Nutrition values are estimated for this recipe. It serves as a sweet accompaniment to coffee or tea or as a dessert with optional glazing or dusted sugar if desired.
Ingredients
Cake
- 3 cups cake flour
- 2 teaspoons baking powder
- 1/2 teaspoon salt
- 1 cup butter at room temperature
- 2 1/4 cups granulated sugar
- 1/2 cup Greek yogurt non-fat, plain
- 1 tablespoon vanilla extract
- 5 egg large
- 1/2 cup milk
Cinnamon Swirl
- 1/3 cup brown sugar packed
- 2 tablespoons ground cinnamon
- 2 tablespoons milk
Instructions
- Preheat oven to 350 F. Grease and flour a 10-15-cup Bundt pan.
- In a medium bowl, whisk together cake flour, baking powder, and salt.
- In the bowl of a stand mixer fitted with a paddle attachment, beat together butter, sugar, and yogurt until well-combined.
- Stir in vanilla until combined.
- Add eggs one at time, mixing well after each addition.
- On low, stir in flour mixture until just incorporated.
- Stir in milk until combined.
- In a separate large bowl, stir together 2 ½ cups of the batter, brown sugar, cinnamon, and milk until well-combined.
- Using a 1/4-cup measuring cup, drop two scoops of plain batter into prepared bundt pan.
- Drop one scoop of cinnamon swirl batter on top of plain batter.
- Continue to alternate between plain and cinnamon swirl batters until both batters are gone.

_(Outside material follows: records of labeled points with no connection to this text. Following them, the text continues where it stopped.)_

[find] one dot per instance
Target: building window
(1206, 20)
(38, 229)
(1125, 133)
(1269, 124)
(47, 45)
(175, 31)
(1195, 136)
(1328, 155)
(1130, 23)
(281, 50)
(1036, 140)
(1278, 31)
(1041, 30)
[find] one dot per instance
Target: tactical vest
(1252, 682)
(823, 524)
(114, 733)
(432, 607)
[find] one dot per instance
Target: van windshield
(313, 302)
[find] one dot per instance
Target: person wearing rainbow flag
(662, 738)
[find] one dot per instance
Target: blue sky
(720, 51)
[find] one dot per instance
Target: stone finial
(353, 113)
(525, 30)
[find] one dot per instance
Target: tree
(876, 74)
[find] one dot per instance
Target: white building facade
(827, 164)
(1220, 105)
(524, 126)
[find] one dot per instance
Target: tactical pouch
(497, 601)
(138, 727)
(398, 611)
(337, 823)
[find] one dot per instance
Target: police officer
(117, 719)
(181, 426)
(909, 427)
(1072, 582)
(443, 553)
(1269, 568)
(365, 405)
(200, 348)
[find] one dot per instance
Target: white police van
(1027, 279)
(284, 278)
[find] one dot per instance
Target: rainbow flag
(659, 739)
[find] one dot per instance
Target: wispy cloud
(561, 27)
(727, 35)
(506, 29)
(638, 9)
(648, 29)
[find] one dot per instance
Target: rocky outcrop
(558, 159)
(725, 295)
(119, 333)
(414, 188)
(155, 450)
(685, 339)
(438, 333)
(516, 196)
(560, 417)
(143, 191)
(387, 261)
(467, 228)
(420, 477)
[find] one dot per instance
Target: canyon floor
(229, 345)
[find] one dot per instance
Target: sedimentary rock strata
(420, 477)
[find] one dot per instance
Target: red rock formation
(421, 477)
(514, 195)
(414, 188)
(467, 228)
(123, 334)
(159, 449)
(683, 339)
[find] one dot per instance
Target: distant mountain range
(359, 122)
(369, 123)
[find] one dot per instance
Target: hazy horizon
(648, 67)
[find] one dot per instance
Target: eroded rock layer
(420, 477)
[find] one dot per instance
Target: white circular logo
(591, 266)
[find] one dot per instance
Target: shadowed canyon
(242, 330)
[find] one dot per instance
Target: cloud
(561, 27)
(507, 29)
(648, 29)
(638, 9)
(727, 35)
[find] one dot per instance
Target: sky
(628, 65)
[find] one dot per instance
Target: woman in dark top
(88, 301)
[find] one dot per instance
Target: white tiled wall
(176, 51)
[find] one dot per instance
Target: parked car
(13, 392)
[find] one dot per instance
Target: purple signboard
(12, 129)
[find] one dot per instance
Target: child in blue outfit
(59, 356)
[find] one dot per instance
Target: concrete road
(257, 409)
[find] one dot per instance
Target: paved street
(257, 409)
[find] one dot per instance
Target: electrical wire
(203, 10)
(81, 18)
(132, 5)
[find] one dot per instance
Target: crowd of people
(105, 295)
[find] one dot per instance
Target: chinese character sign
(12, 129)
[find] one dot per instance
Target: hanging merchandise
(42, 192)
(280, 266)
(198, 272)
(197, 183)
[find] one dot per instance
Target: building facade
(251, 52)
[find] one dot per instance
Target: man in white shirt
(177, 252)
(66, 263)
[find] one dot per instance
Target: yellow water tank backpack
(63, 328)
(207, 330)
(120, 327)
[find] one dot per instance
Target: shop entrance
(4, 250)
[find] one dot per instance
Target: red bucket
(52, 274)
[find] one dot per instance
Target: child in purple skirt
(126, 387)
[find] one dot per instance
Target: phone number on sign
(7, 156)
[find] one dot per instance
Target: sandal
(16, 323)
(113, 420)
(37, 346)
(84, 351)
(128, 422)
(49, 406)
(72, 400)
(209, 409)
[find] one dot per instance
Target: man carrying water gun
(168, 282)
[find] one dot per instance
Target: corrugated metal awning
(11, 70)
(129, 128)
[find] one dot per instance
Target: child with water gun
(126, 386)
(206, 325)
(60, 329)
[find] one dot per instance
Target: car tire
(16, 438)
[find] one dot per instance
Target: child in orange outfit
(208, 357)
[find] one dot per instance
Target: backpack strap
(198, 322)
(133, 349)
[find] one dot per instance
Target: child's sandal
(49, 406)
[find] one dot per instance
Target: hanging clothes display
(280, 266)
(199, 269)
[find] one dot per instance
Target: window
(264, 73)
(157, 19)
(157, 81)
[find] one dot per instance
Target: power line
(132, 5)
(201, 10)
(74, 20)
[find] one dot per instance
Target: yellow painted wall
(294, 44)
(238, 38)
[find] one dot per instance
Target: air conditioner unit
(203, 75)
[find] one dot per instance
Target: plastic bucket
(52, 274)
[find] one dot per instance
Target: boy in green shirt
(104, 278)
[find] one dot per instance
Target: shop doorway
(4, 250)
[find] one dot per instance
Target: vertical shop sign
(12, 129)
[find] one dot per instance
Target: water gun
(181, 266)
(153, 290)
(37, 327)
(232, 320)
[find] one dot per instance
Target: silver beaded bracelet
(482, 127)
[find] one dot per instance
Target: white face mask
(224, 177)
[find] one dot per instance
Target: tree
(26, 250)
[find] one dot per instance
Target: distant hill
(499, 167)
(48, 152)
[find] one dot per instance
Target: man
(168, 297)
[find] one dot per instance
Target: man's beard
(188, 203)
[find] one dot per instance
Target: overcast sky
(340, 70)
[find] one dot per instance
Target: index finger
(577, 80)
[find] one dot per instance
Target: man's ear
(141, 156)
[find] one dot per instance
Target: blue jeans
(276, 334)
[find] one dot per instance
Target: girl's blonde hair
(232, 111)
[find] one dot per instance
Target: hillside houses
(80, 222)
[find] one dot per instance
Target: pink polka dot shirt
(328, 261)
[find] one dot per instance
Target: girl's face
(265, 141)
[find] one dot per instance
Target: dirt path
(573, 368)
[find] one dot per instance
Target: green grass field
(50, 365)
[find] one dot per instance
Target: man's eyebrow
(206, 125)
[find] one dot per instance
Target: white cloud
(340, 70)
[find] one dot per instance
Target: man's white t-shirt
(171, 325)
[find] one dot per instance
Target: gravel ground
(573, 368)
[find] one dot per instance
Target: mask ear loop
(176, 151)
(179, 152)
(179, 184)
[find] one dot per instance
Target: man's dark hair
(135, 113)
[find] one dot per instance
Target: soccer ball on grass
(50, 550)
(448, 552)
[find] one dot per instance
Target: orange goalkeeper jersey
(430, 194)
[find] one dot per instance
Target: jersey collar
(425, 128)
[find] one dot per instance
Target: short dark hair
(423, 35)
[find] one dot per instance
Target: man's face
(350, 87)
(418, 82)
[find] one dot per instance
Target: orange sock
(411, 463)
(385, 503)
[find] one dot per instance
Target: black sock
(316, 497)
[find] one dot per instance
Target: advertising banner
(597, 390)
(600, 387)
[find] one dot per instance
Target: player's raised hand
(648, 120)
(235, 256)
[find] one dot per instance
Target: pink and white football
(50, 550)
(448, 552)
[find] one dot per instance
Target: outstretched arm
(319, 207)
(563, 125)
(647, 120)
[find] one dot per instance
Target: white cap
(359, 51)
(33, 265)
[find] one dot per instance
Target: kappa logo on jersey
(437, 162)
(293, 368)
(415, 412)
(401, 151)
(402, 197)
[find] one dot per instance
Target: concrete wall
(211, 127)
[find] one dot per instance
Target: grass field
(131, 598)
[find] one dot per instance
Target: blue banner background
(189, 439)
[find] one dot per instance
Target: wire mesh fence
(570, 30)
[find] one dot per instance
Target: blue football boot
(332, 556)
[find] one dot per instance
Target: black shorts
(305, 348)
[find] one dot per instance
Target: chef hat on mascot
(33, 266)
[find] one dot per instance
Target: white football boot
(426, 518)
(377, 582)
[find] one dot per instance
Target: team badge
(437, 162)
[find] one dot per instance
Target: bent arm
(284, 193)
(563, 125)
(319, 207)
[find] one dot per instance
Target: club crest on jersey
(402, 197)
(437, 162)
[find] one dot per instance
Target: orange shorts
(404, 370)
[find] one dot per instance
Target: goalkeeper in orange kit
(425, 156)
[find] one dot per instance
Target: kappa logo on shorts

- Bake for 50-60 minutes, or until a wooden toothpick inserted into the center comes out clean.
- Cool cake in the pan on a wire rack for 15 minutes.
- Invert the cake onto wire rack, and cool completely.
Notes
- Nutrition values are only estimates and may vary based on ingredient specifics and portion size.
Nutrition Information
Show DetailsNutrition Facts
Serving: 16servings
Amount Per Serving
Calories 344 kcal
% Daily Value*
| Serving | 1serving | |
| Calories | 344kcal | 17% |
| Carbohydrates | 51g | 17% |
| Protein | 5g | 10% |
| Fat | 13g | 20% |
| Saturated Fat | 7g | 35% |
| Cholesterol | 82mg | 27% |
| Sodium | 202mg | 8% |
| Potassium | 130mg | 3% |
| Fiber | 1g | 4% |
| Sugar | 33g | 66% |
| Vitamin A | 450IU | 9% |
| Calcium | 69mg | 7% |
| Iron | 0.6mg | 3% |
* Percent Daily Values are based on a 2,000 calorie diet.